Barnett Hsu bhsu@acm.org
Fri Aug 8 05:11:53 EDT 2014


On Thu, Aug 7, 2014 at 11:13 AM, John Holland via Novalug <
novalug@firemountain.net> wrote:

> On the news and in the papers is a story about hackers stealing "a billion
> username/password combinations". How is this possible if the standard
> method of authenticating users is to only store a hash of the password? I
> have heard of "rainbow tables" that map hashes to inputs that produce them
> - is that involved?
>

My understanding is that the research firm was talking about a hacker group
that conducted multiple attacks over an eighteen month period against over
400,000 web sites. So it looks big, but the individual attacks were
probably small.  And they may have counted people with multiple accounts
multiple times.

>From what I read, it was done via SQL injection attacks.  The web site
probably had a login form or some other form that didn't check to make sure
the person filling out the form didn't put SQL commands in the form input.

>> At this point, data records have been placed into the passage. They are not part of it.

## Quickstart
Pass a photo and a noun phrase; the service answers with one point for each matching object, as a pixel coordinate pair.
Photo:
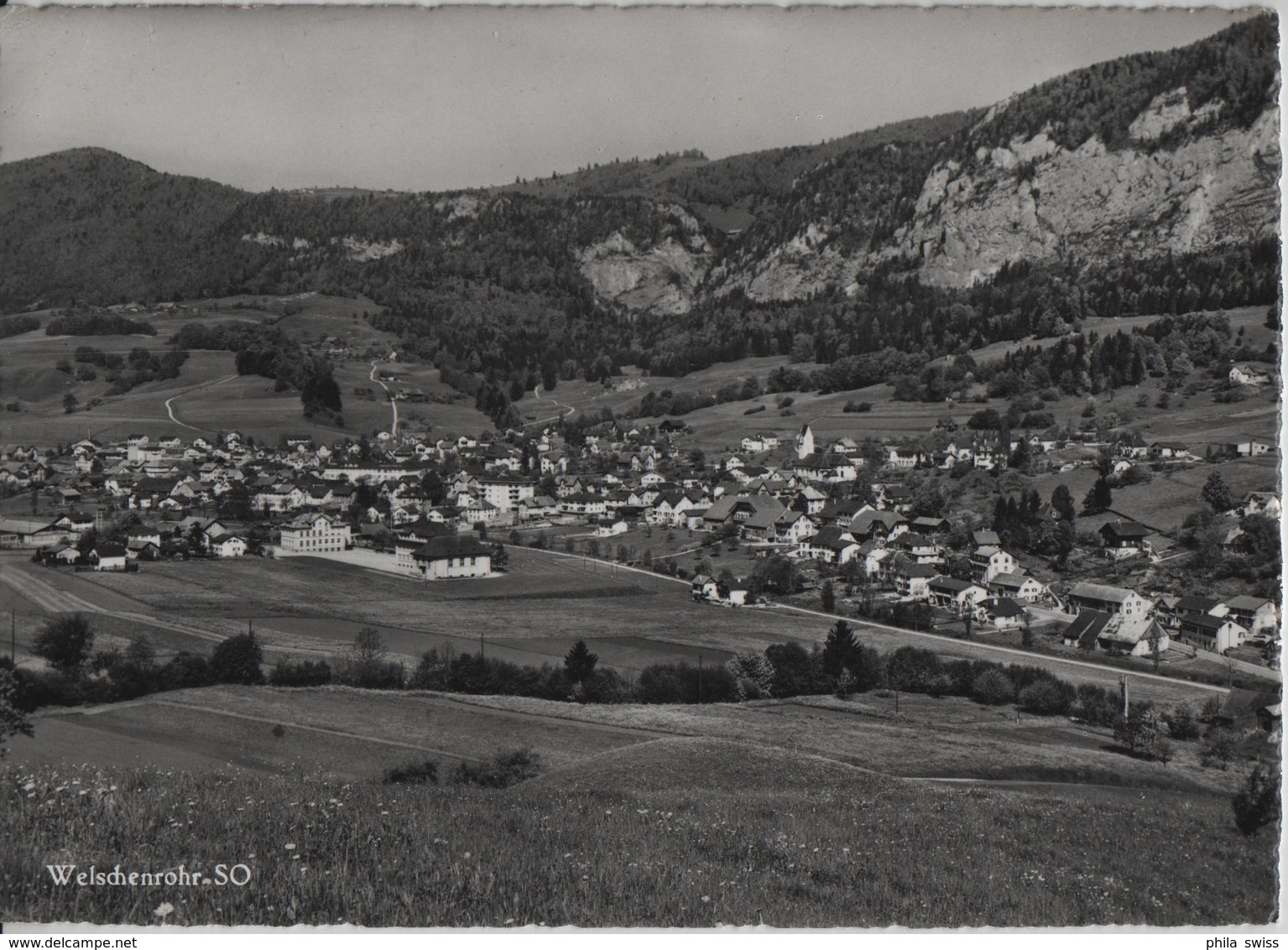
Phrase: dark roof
(1206, 622)
(438, 548)
(1193, 603)
(1004, 608)
(1086, 627)
(1244, 702)
(952, 584)
(917, 572)
(1124, 529)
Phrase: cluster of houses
(75, 539)
(428, 494)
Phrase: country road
(393, 402)
(933, 639)
(169, 404)
(561, 405)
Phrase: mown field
(205, 399)
(719, 428)
(312, 608)
(671, 832)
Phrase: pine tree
(580, 663)
(840, 649)
(1257, 802)
(1216, 494)
(1061, 500)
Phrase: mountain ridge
(1104, 190)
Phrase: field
(719, 428)
(312, 608)
(665, 822)
(207, 396)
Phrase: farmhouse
(1254, 613)
(1124, 539)
(452, 557)
(107, 557)
(26, 533)
(1249, 374)
(228, 545)
(1019, 587)
(1207, 632)
(705, 587)
(988, 562)
(1134, 635)
(315, 534)
(912, 580)
(1105, 598)
(1085, 629)
(830, 544)
(955, 594)
(1002, 613)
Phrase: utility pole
(700, 676)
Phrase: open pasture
(671, 833)
(948, 738)
(344, 733)
(631, 620)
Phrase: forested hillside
(1146, 185)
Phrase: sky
(435, 100)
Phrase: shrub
(237, 660)
(66, 644)
(993, 687)
(911, 669)
(414, 774)
(1257, 803)
(1218, 749)
(183, 672)
(753, 675)
(1138, 731)
(13, 719)
(679, 682)
(501, 771)
(305, 673)
(1047, 697)
(1181, 722)
(796, 671)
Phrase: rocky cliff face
(659, 279)
(1033, 200)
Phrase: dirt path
(269, 721)
(169, 404)
(55, 601)
(393, 402)
(558, 405)
(936, 639)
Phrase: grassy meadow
(313, 608)
(353, 735)
(204, 397)
(666, 833)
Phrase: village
(856, 527)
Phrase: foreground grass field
(667, 833)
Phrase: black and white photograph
(640, 467)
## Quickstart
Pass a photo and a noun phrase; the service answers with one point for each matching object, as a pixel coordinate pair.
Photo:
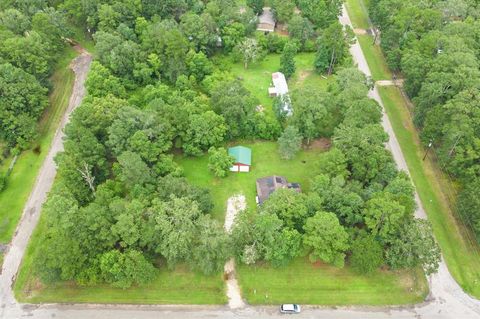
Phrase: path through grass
(321, 284)
(24, 173)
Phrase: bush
(3, 182)
(275, 43)
(367, 254)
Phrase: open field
(24, 173)
(258, 76)
(321, 284)
(436, 192)
(265, 162)
(180, 286)
(462, 255)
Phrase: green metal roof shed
(242, 155)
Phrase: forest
(122, 208)
(438, 54)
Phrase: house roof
(266, 22)
(242, 154)
(280, 83)
(267, 185)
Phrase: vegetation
(134, 195)
(266, 284)
(436, 189)
(21, 179)
(438, 52)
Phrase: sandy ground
(235, 205)
(45, 178)
(446, 301)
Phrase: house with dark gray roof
(267, 185)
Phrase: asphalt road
(446, 300)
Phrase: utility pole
(428, 148)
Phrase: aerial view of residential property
(185, 159)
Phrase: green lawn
(461, 254)
(169, 287)
(265, 162)
(24, 173)
(320, 284)
(373, 52)
(258, 76)
(376, 61)
(356, 14)
(180, 286)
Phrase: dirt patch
(320, 144)
(303, 75)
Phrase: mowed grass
(24, 173)
(373, 53)
(320, 284)
(258, 76)
(265, 162)
(461, 254)
(376, 61)
(179, 286)
(356, 14)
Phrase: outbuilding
(243, 158)
(267, 185)
(266, 21)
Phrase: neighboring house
(267, 185)
(243, 158)
(280, 89)
(280, 86)
(266, 22)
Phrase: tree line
(121, 207)
(434, 44)
(32, 36)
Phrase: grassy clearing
(22, 178)
(357, 16)
(169, 287)
(258, 76)
(180, 286)
(376, 61)
(320, 284)
(265, 162)
(461, 255)
(373, 52)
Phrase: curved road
(446, 300)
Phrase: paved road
(43, 184)
(443, 288)
(447, 300)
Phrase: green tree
(22, 101)
(256, 5)
(326, 239)
(175, 222)
(125, 269)
(283, 10)
(235, 103)
(383, 215)
(219, 162)
(468, 205)
(211, 249)
(367, 254)
(205, 130)
(414, 246)
(289, 206)
(287, 59)
(300, 29)
(311, 113)
(250, 50)
(289, 143)
(333, 44)
(232, 35)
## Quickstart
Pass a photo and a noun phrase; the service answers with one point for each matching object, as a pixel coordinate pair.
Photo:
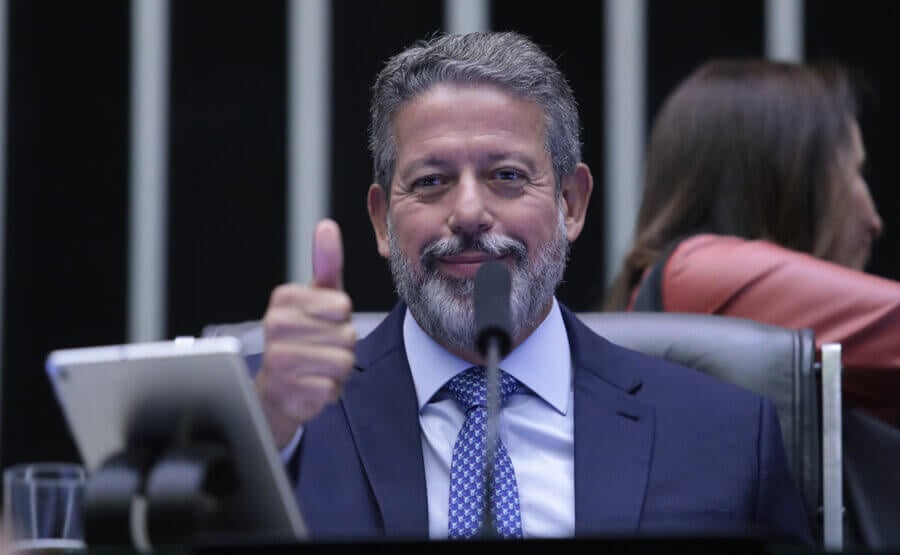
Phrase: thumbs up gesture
(309, 341)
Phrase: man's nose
(470, 213)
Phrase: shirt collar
(543, 362)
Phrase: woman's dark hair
(749, 149)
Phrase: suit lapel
(382, 410)
(613, 436)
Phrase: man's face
(474, 182)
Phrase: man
(477, 158)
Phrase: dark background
(67, 183)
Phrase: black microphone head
(491, 300)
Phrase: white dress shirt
(536, 425)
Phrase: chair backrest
(775, 362)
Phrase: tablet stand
(166, 487)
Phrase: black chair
(775, 362)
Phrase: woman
(753, 177)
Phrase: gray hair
(506, 60)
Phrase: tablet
(197, 384)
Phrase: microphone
(491, 299)
(493, 327)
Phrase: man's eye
(508, 175)
(428, 181)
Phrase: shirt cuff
(288, 451)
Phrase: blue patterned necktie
(469, 460)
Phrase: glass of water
(42, 507)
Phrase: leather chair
(775, 362)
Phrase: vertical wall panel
(626, 86)
(67, 154)
(784, 30)
(149, 169)
(309, 129)
(227, 160)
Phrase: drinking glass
(42, 506)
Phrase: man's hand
(308, 341)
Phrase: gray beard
(442, 305)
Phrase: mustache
(492, 244)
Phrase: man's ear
(377, 203)
(576, 194)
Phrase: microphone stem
(492, 372)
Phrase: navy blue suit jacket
(659, 449)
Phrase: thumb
(328, 256)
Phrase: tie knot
(470, 387)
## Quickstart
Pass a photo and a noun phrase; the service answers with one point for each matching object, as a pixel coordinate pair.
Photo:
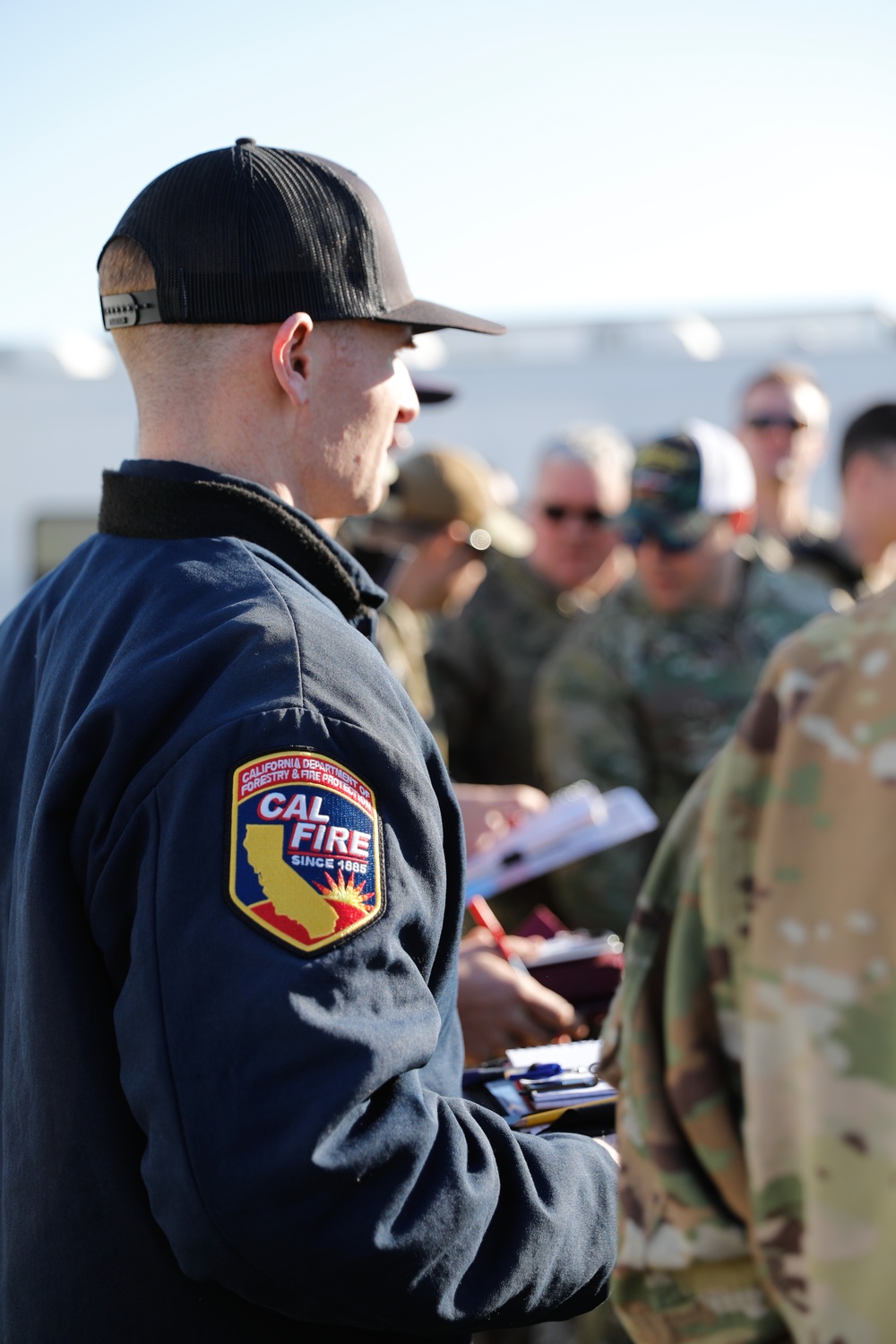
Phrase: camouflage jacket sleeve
(586, 728)
(684, 1269)
(767, 1050)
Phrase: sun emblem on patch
(304, 849)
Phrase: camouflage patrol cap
(683, 483)
(445, 486)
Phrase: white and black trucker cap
(252, 234)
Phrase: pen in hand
(479, 911)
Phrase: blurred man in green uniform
(861, 558)
(756, 1024)
(648, 688)
(425, 545)
(484, 663)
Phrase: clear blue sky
(536, 159)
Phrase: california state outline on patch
(304, 849)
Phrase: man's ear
(290, 357)
(743, 521)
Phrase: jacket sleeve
(587, 728)
(295, 1152)
(460, 676)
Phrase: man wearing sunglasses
(484, 663)
(646, 690)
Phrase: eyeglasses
(556, 513)
(777, 422)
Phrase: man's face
(675, 580)
(362, 392)
(568, 515)
(783, 430)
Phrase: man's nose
(409, 405)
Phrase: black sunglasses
(556, 513)
(777, 422)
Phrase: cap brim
(432, 317)
(691, 526)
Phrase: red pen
(487, 919)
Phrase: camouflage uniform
(755, 1030)
(482, 667)
(642, 698)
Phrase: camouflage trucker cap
(683, 483)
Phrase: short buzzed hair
(125, 268)
(167, 349)
(597, 446)
(786, 375)
(872, 432)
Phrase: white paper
(626, 816)
(571, 1054)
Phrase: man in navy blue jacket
(231, 862)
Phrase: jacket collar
(177, 500)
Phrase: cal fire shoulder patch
(306, 849)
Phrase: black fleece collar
(174, 507)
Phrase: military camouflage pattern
(482, 667)
(642, 698)
(755, 1030)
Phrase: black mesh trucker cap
(252, 234)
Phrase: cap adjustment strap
(136, 309)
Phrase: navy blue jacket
(220, 1120)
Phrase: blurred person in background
(425, 543)
(646, 690)
(783, 419)
(755, 1045)
(861, 558)
(482, 664)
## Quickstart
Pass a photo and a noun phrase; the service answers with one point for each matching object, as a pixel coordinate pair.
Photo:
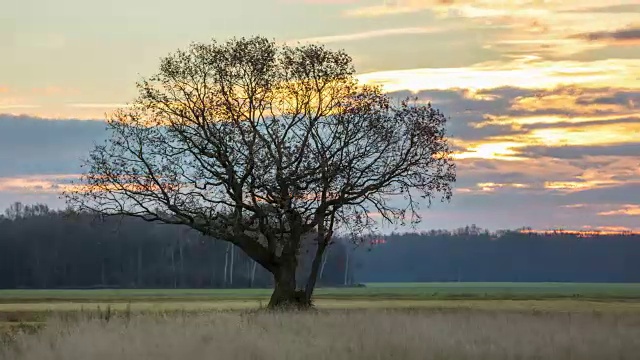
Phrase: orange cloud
(628, 210)
(529, 26)
(37, 183)
(369, 35)
(529, 72)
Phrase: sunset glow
(542, 97)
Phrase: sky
(542, 96)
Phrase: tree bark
(285, 295)
(315, 268)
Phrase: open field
(370, 334)
(372, 291)
(408, 321)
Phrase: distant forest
(42, 248)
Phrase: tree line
(44, 248)
(471, 254)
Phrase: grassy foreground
(372, 291)
(370, 334)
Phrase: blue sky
(543, 96)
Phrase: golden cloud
(532, 26)
(369, 35)
(529, 72)
(628, 210)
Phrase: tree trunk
(253, 272)
(315, 268)
(285, 295)
(231, 265)
(226, 264)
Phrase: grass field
(372, 291)
(603, 310)
(337, 334)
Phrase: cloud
(527, 72)
(577, 152)
(41, 184)
(626, 210)
(628, 36)
(531, 27)
(98, 106)
(30, 145)
(369, 35)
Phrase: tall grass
(372, 334)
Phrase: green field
(31, 308)
(372, 291)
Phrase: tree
(263, 145)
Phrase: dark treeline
(471, 254)
(41, 248)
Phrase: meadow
(406, 320)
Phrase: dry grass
(347, 334)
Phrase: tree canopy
(265, 145)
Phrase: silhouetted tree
(263, 146)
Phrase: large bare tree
(264, 145)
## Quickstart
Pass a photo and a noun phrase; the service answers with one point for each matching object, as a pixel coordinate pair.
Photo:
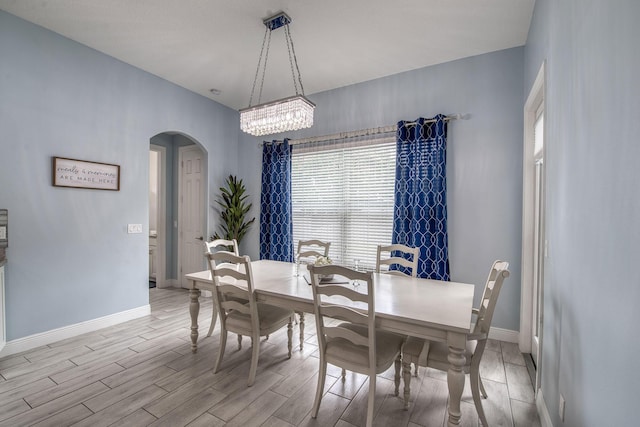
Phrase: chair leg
(322, 373)
(372, 399)
(406, 377)
(214, 316)
(255, 354)
(396, 377)
(475, 385)
(223, 344)
(289, 335)
(301, 315)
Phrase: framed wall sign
(83, 174)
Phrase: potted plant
(233, 211)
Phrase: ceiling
(215, 44)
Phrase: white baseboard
(543, 412)
(44, 338)
(504, 335)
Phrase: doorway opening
(157, 216)
(534, 242)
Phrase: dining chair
(233, 279)
(308, 252)
(355, 344)
(217, 245)
(395, 255)
(438, 352)
(312, 249)
(399, 260)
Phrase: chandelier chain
(255, 79)
(264, 69)
(295, 61)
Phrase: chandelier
(283, 115)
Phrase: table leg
(194, 310)
(455, 375)
(301, 315)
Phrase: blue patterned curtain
(276, 227)
(420, 209)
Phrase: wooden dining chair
(233, 279)
(398, 259)
(213, 246)
(438, 352)
(355, 344)
(312, 249)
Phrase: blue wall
(484, 155)
(590, 344)
(70, 258)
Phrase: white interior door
(191, 211)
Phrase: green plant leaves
(233, 210)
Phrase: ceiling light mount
(283, 115)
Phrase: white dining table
(430, 309)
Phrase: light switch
(134, 228)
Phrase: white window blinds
(343, 193)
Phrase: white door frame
(161, 209)
(536, 97)
(205, 203)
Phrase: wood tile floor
(142, 373)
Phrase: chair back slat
(312, 249)
(499, 271)
(347, 334)
(235, 306)
(343, 313)
(391, 256)
(333, 290)
(233, 279)
(222, 245)
(357, 308)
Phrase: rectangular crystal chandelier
(283, 115)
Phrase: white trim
(543, 412)
(161, 257)
(506, 335)
(44, 338)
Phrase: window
(344, 193)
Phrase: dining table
(424, 308)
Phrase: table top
(423, 302)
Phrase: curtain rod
(366, 132)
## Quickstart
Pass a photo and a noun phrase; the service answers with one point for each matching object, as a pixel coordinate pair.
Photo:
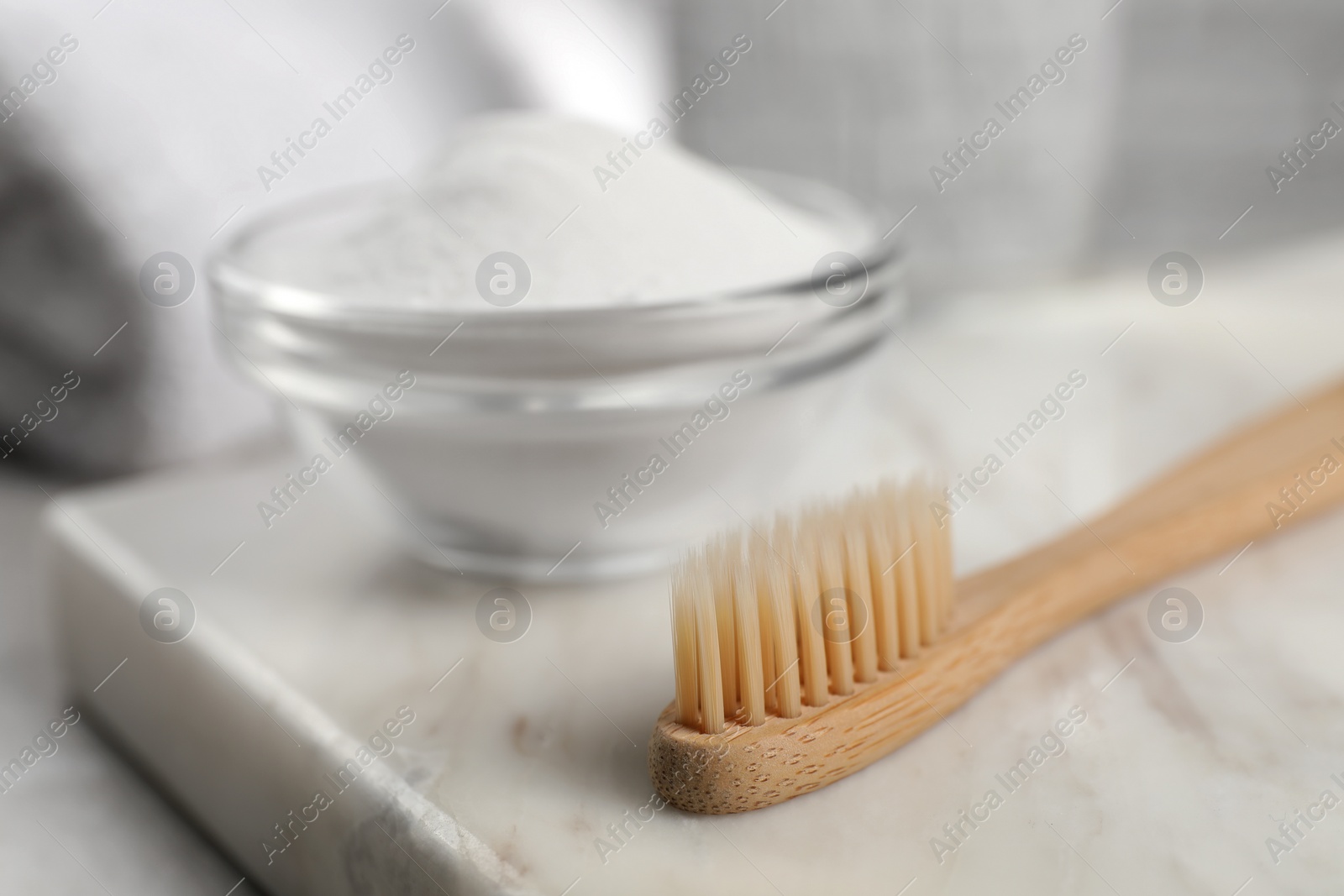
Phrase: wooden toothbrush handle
(1216, 503)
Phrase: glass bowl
(561, 443)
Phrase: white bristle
(776, 618)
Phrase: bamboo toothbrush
(811, 649)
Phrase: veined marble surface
(523, 754)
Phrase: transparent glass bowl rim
(234, 284)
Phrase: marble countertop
(1180, 761)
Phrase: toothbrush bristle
(779, 617)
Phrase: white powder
(669, 226)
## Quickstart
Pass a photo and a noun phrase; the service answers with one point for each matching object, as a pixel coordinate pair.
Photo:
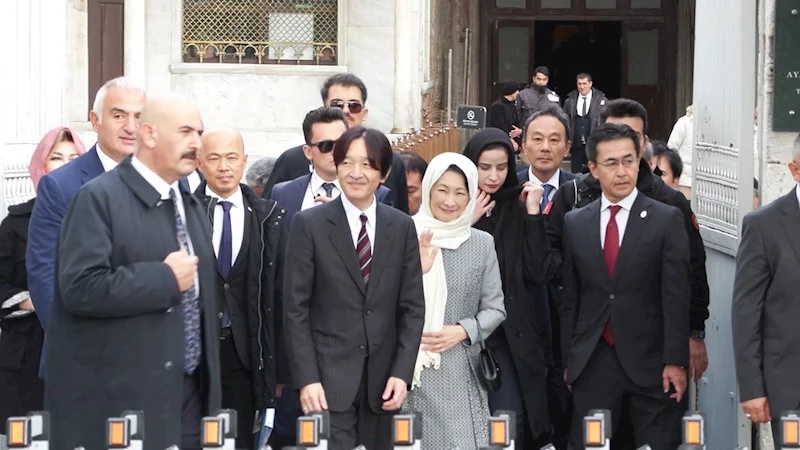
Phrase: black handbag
(489, 374)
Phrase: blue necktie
(548, 189)
(225, 257)
(191, 308)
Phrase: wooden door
(106, 43)
(644, 72)
(512, 54)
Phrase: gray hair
(100, 98)
(259, 171)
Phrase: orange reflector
(212, 434)
(16, 433)
(308, 432)
(402, 431)
(499, 432)
(693, 432)
(791, 432)
(594, 432)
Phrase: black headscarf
(509, 228)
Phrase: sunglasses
(323, 146)
(354, 106)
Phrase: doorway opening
(570, 48)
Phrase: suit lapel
(342, 240)
(384, 239)
(92, 167)
(633, 231)
(790, 220)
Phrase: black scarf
(509, 230)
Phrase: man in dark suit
(134, 320)
(545, 142)
(115, 118)
(625, 312)
(321, 128)
(765, 311)
(583, 107)
(247, 234)
(354, 307)
(348, 93)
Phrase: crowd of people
(354, 279)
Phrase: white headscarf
(446, 235)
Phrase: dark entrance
(570, 48)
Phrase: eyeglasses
(614, 164)
(354, 106)
(323, 146)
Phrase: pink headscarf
(39, 159)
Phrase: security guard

They might have used "rainbow tables" to figure out passwords if the
hackers actually took the time to get the actual passwords.  None of the
articles I read mentioned if the hackers actually got the passwords though.
 They spent their time talking about the e-mail addresses that were taken
that could be used for spam.  The spam could have gotten users to give up
passwords via phishing.

There are probably web sites out there still that don't store a hash of the
password.  Any web site setting an arbitrary length limit for how long your
password can be might not be hashing the password.  The ones that say your
password can only be 5 to 8 characters long, for example.  And any web site
that can send you your password in plain text in e-mail in response to a
"reset password" link isn't hashing.